Are you familiar with monitoring as a code, and how eDreams ODIGEO applies it?
For the last few months, the monitoring team has been developing a strategic change to include automation and versioning in all the infrastructure to help developers see their applications’ metrics. As a result, now we can manage our monitoring in the same way we manage the apps, the servers and any other components, using syntax in order to describe the monitoring tools, frameworks, what to monitor, when to alert about it and much more. This means that monitoring settings, processes and rules can now be versioned, shared and reused.

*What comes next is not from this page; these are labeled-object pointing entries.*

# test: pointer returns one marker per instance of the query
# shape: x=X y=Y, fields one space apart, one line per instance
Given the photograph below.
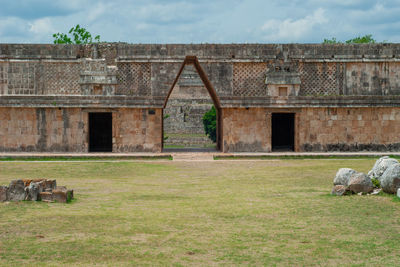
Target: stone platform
x=185 y=155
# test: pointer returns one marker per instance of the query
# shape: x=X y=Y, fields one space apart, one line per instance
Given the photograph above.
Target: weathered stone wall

The ability to integrate each part of the monitoring infrastructure and to define the main GKPIs (these are the KPIs that are set as essential by default on the first deploy process of a new app) within the deploy process of an application is a game changer for the monitoring team. Now, when our developers deploy a new application, automatically they have their own brand new Prometheus and Victoria metrics up and running, ready to collect metrics. On top of that, we can also deploy the golden KPIs (errors and exceptions, Response Time, number of calls…) in our APM and generate the dynamic alerts based on the application trend in no time.

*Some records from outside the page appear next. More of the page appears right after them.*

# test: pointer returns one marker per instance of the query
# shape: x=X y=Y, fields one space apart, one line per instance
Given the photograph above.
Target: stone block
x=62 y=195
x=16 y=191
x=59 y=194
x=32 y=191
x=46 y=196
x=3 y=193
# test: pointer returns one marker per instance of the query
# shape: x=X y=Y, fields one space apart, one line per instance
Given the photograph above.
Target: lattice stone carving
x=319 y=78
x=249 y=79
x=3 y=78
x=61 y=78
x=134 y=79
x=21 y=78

We could have stopped here, but instead, we’ve gone one step further and have integrated two new features: automatic dashboards with our GKPIs (dashboards as a code) and the alerting to the Slack team channels — and we haven’t forgotten to document all of it in a Confluence page where you will be able to find both, the procedures to follow in case of an incident, and a list of dependencies for each application.
Stay tuned because we have some more cool things coming up in this regard like weekly automatic reports, more autogenerated Confluence page content, integration with automatic InfluxDB/VictoriaMetics stack deployment… and much, much more.
And you? What would you expect from monitoring as a code?